鈴木農相は農水省出身で、在住の南陽市や米沢市など農業の盛んな山形2区から12年に初当選した。農協の影響力がまだ強い地域であり、就任会見では「地元の組合長だった方が(JA)全農の会長であるので、(JAグループとは)本当に親しく、よくよくコミュニケーションはとっている」と述べた。思い切った備蓄米放出で価格上昇を抑え、フル生産に動こうとした石破-小泉路線とは立ち位置も違うだろう。
本記事冒頭で今年のコメ生産は飼料米や備蓄米から主食用にシフトしたことに触れた。コメ(水稲)全体の生産面積は簡単に増やせないので、主食用を増産すれば飼料米以外にもしわ寄せがいく。

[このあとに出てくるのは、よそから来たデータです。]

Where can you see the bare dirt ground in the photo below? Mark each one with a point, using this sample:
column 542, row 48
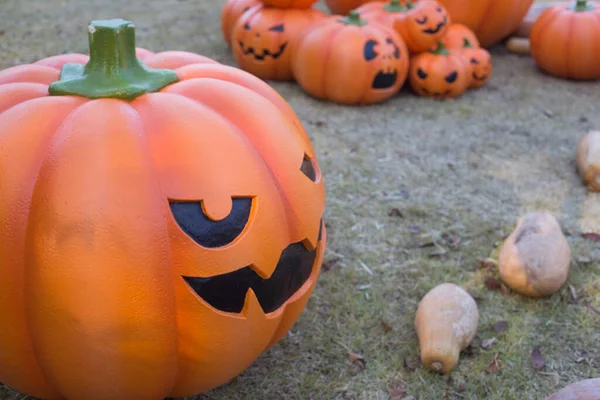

お正月のお餅になる餅米や酒米もそうだ。すでにお餅の店頭価格は1年前に比べ5割前後も上昇。農水省が酒米について12月に公表した資料は「令和7年産は生産量(検査数量)が明らかになった段階で検証する必要があるが、昨年の調査で推計した令和7年産の需要は8万2000~8万4000トンで、想定していた需要を十分に確保できていない状況があるのではないか」と指摘した。
輸入米急増、インバウンド減による価格下落も
短期間に高騰した価格は海外から安いコメも呼び込む。貿易統計で民間のコメ輸入量は4〜9月に8万トンを超え、前年同期の200倍以上に急増した。政府が無税で輸入する最大77万トンのミニマムアクセス(MA)枠と異なり、民間企業による輸入には1キロ341円もの高関税がかかる。しかも今は円安だ。それでも国内価格が急騰した結果、海外産のコメは高関税を払っても日本のコメと勝負できる競争力がついた。
今月の日本経済新聞に興味深い記事があった。タイの農家が日本のコメ市場に商機を見いだし、コシヒカリを増産して輸出するという。生産者は「風味は日本のコシヒカリにも劣らない」としている。しかも、タイでは年間2〜3回の収穫が可能で、その分、生産性は高い。輸入米が急増すれば、これも高値を崩す要因になり得る。
日中関係が悪化し、中国が訪日自粛を呼びかけたことでコメのインバウンド需要に影響する可能性もある。鈴木農相が推した「おこめ券」の配布策は在庫消化に結びつくが、実際に配布するかどうかの判断を任された自治体からは、配布にかかる経費や物価高対策としての効果について疑問の声が多い。短期間にあまりに上昇してしまったコメ価格。消費者は離れ、市場は先安観に傾いた。